Home-turf troubles haven’t hampered the band’s acceptance out of town, however. ’til tuesday’s first LP, Voices Carry, has gone gold, sent its title song into the Top 10 and earned the band MTV’s Best New Artist in a Video award. Mann’s dagger-deadly soprano and angry, dark-side-of-love songs have clearly found a sympathetic audience among a generation of teens who “identify with me because they know I’m different, and they feel like I’m sensitive,” figures Mann. “I think they feel that I know what it’s like to be ostracized because of the way I look, which is true.”

Not just offbeat looks but a legacy of early woes helped bring Mann to her present pass. Raised in Richmond, Va., she was kidnapped at age 4 by her estranged mother, taken briefly to England and eventually ended up back in the States on a child psychiatrist’s couch. Withdrawn as a teenager (“I wouldn’t talk at all,” she has said), Mann enrolled at Boston’s prestigious Berklee College of Music and there in 1980 met Hausman, with whom she lived until last summer. Their failed romance caused still more pain but also kindled a sense of romantic angst that would infuse her lyrics. Voices Carry, for example, is, she says, “about being with someone who’s colder than you are, who doesn’t want to show affection in public and who doesn’t want to talk about the future, and you think, ‘Why am I wasting my time?’ If a song is autobiographical, I always get the last word.”

If her continuing professional pairing with Hausman adds some creative tension to the group, it is a kind the band obviously hopes to use.

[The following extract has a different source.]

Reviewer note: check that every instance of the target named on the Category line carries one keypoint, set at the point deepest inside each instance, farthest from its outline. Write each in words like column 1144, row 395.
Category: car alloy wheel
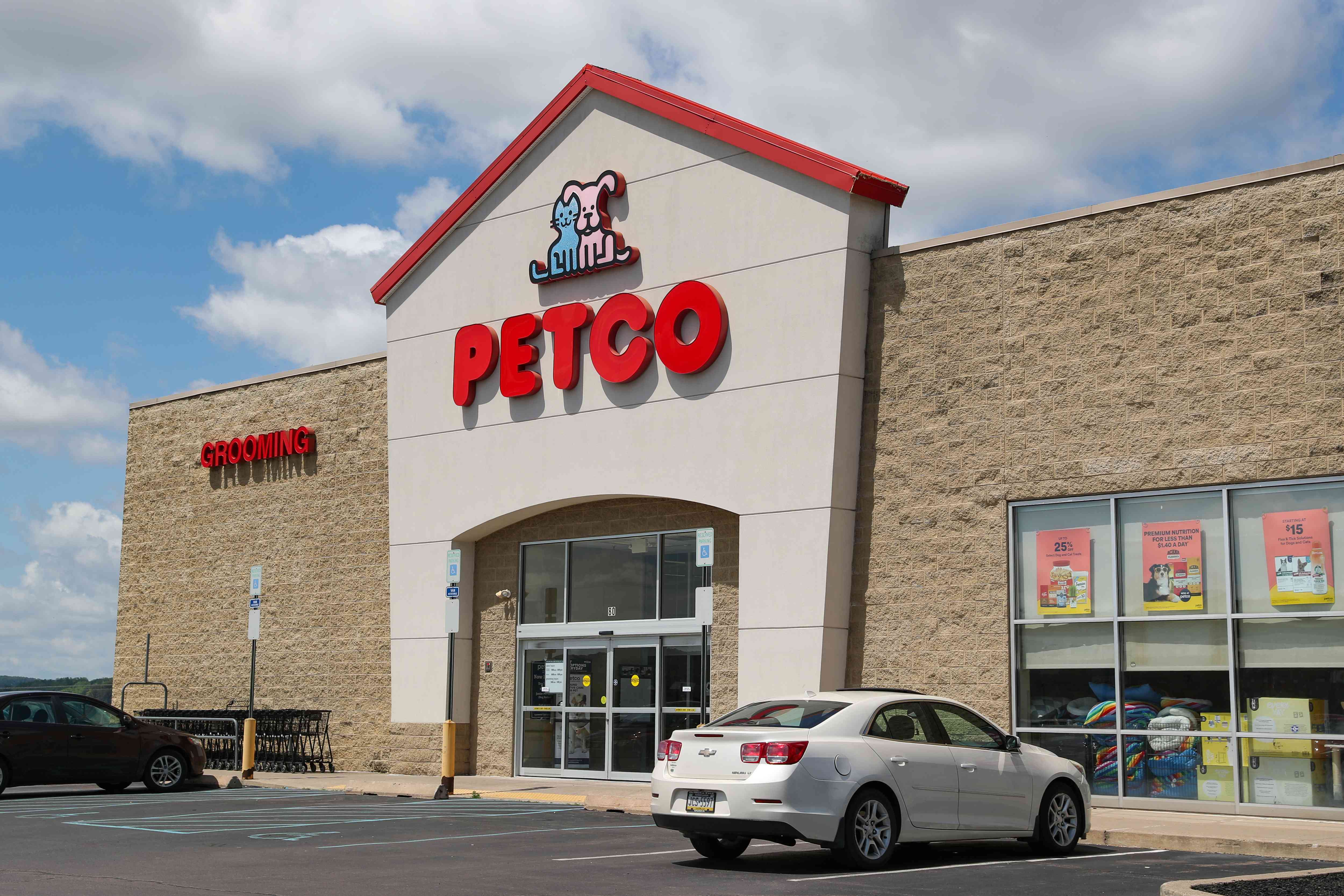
column 873, row 829
column 166, row 772
column 1062, row 820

A follow-up LP is scheduled for next spring, preceded by the group’s first-ever tour as head-liners. Its only worry at the moment is that Mann will find the kind of happiness that just might ruin a good thing. Now bewitched by New York singer-songwriter Jules Shear, she admits to having some trouble dredging up the old feelings of foreboding. “Once I started going out with Jules and got really happy about everything, I didn’t have anything to draw from.” That just might call for drastic measures, at least according to guitarist Holmes, the band’s resident comedian. “Quick, call Jules; we need some pain here,” he cracks. “Fix him up with some floozy, fast.”